This is actually an interesting question. The
Department of the Interior's Office of Archeology and Historic Preservation (in its Historic American Buildings Survey) records (in 1972):
The bema, or
central reading desk, is surrounded by a balustrade with
turned and tapered balusters and a heavy, molded rail. A
trap door leading to an escape hatch and tunnel to Barney
Street is located in the floor of the bema.
Many note that it was common, even tradition for Spanish and Portuguese Jews to have trap doors and escape routes because of historical fears of the Inquisition.
However, Esther I. Schwartz, in a letter to the NYT editor (1983), states:
The origin of the tunnel story is unknown. During the 1958 renovation of the synagogue, despite extensive exploration there was no sign of an underground tunnel passageway, nor of an exit that would be required for such a tunnel. Furthermore, there is no mention of one in any of the early records.
The synagogue, built without a cellar, had a crawl space. It was common practice to provide a trapdoor for access. No one knows whether the present trapdoor is the original or was installed during the extensive renovation to the building in 1828.
Her qualifications are give there by Rabbi Theodore Lewis of the Touro Synagogue, who says:
Esther I. Schwartz, the author of the above letter, conducted extensive research on the synagogue during its restoration in the 1950's, unearthing original architectural plans from the library of Yale University and elsewhere, so in all probability she is factually correct.

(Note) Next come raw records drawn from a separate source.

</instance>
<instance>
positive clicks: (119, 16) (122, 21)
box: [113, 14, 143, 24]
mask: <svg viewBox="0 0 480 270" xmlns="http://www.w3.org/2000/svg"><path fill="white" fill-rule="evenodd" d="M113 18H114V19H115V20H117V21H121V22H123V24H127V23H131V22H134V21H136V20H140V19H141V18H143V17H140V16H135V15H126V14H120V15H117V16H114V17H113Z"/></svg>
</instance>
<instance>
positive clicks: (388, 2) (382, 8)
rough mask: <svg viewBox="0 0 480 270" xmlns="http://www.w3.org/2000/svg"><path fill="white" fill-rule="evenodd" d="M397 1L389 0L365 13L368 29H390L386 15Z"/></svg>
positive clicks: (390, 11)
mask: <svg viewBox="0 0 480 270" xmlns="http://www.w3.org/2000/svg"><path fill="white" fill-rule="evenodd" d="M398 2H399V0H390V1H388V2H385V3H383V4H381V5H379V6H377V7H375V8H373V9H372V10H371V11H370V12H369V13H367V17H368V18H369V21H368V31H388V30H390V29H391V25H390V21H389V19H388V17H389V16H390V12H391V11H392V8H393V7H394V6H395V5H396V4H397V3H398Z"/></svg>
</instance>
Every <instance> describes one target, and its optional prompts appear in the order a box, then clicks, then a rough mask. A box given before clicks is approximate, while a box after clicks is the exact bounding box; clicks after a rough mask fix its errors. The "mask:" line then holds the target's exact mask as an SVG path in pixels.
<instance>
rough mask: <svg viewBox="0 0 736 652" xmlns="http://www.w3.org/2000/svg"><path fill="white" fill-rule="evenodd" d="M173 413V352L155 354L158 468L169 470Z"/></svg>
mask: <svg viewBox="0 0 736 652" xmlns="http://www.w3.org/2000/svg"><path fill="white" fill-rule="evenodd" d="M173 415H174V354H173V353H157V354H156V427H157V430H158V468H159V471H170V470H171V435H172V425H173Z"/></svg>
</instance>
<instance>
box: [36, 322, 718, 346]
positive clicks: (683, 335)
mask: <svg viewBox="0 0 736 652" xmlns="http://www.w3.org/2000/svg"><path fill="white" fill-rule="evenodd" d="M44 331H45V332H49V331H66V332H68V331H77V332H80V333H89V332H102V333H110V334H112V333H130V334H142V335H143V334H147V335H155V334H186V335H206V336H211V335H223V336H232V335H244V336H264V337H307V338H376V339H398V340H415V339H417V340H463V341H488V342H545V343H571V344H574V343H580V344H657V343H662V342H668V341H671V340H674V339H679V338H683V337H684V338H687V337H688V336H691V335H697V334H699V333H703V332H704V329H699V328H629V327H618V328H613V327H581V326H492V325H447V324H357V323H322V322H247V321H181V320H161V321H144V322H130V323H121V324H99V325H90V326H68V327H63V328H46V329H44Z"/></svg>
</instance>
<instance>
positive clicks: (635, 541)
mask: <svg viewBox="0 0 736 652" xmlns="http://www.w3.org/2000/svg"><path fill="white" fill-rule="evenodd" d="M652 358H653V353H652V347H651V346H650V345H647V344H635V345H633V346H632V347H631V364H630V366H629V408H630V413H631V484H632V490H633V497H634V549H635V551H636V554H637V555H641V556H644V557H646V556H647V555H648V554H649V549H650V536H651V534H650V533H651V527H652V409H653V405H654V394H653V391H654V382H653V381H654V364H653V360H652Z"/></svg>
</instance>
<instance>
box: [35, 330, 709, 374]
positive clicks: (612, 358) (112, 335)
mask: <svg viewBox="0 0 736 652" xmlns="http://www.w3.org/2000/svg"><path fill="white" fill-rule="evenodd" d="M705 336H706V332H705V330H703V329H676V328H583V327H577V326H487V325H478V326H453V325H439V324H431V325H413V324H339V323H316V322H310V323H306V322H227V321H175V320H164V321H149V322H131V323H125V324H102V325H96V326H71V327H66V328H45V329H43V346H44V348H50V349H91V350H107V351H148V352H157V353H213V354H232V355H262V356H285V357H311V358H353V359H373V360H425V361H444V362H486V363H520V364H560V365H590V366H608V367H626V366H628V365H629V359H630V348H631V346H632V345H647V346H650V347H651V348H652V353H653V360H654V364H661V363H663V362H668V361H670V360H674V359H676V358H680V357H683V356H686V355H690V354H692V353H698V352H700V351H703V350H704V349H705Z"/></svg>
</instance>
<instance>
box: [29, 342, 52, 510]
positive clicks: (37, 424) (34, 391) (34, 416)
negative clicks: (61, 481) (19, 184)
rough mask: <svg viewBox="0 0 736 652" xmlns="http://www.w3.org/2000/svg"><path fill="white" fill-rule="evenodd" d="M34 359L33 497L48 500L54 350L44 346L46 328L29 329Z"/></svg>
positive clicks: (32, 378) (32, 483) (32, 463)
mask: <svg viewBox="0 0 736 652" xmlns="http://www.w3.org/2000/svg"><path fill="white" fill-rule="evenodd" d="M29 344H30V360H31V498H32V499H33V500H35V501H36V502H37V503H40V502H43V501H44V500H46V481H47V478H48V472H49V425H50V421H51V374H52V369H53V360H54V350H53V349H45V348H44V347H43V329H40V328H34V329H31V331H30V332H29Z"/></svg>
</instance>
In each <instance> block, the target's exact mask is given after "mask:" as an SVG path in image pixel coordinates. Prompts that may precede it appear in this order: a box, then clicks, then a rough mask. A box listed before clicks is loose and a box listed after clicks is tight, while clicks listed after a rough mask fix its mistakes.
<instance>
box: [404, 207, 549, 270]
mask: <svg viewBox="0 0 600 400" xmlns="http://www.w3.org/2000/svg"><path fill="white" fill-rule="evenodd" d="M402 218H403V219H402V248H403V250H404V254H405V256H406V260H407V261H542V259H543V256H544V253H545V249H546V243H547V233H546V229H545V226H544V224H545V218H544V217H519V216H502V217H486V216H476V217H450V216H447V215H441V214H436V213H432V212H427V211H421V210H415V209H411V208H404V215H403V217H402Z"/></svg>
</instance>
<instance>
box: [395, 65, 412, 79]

However, what we tell our visitors today is that the Jews who settled in Newport did not live in fear but wanted to have the trapdoor serve as a symbol of the freedom of religion they enjoyed in America as contrasted with the persecution their forebears endured in Spain and Portugal during the Inquisition when the Jews were not allowed to worship publicly and very often worshiped in an underground tunnel in case the inquisitors would show up.
In a followup letter to the editor, Fordham University historian Elaine Forman Crane comments on the fact that the Jews who built Touro Synagogue may not have felt all that safe, considering that they were still not given full rights in Rhode Island.
Under these circumstances, it would not have been surprising if the Jewish people felt insecure. It is also not surprising that the plans for Touro Synagogue show no evidence of a tunnel. If, in fact, the Jewish congregation felt threatened enough to construct an escape route, they certainly would not advertise their intentions to the world.
Of interest to note, the Jewish Press (as well as many other places) records that
During the 19th century it served as a hiding site for runaway slaves who were escaping north via the Underground Railroad.
Though others claim that this is unfounded, and in any case, the Jewish community of Newport had mostly dispersed, and the Synagogue was not in use during the time of the Underground Railroad, though its cemetery was.
TL;DR:
There doesn't seem to be definitive answer to this, and neither historians nor Synagogue officials really know.